Rob Riti

No. 76
- Position: Center

Personal information
- Born: December 2, 1976 (age 49) St. Louis, Missouri, U.S.
- Listed height: 6 ft 2 in (1.88 m)
- Listed weight: 289 lb (131 kg)

Career information
- High school: Hazelwood (MO) West
- College: Missouri
- NFL draft: 2000: undrafted

Career history
- St. Louis Rams (2000)*;
- * Offseason or practice squad member only

Awards and highlights
- Consensus All-American (1999); 2× First-team All-Big 12 (1998, 1999);

= Rob Riti =

American football player (born 1976)

Robert Marino Riti (born December 2, 1976) is an American former college football center who played at the University of Missouri. He was a consensus All-American in 1999.

==Early life==
Riti participated in football, wrestling and track and field at Hazelwood West High School in Hazelwood, Missouri, lettering in all three sports.. He was a two time All-Suburban North Conference selection and was selected to the All-Metro team.
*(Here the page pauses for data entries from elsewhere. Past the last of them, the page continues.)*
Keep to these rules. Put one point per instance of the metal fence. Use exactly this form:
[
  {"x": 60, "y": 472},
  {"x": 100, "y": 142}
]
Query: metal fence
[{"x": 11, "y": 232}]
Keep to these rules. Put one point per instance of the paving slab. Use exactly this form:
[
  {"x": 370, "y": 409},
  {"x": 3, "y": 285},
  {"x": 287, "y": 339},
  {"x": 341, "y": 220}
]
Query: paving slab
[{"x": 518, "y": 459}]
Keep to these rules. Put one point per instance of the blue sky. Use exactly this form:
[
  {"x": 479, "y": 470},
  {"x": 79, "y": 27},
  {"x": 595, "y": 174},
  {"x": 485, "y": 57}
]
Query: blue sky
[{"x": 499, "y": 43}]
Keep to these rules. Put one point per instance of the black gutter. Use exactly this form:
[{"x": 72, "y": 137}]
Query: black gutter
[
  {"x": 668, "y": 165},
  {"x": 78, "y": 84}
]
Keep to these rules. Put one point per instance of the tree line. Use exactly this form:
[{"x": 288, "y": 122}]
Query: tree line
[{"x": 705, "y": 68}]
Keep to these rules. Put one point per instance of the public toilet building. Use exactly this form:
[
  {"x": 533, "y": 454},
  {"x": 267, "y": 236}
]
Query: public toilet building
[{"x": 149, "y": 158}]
He was recruited by Stanford University, Michigan State University, Air Force and Army. Riti was inducted in Hazelwood West High School's Hall of Fame in 2013.

==College career==
Riti played college football for the Missouri Tigers. He was redshirted his freshman year of 1995 and played on the defensive line. He was moved to the offensive line in 1996, starting eight games at right guard and one at left guard. Riti transitioned to center in 1997, starting in all of Missouri's games. He was an All-Big 12 selection in 1998 and 1999. He was also consensus first-team All-American in 1999. Riti also squatted 1,000 pounds as a Missouri Tiger.

==Professional career==
Riti was signed by the St. Louis Rams in April 2000 after going undrafted in the 2000 NFL draft. He was released by the Rams in August 2000.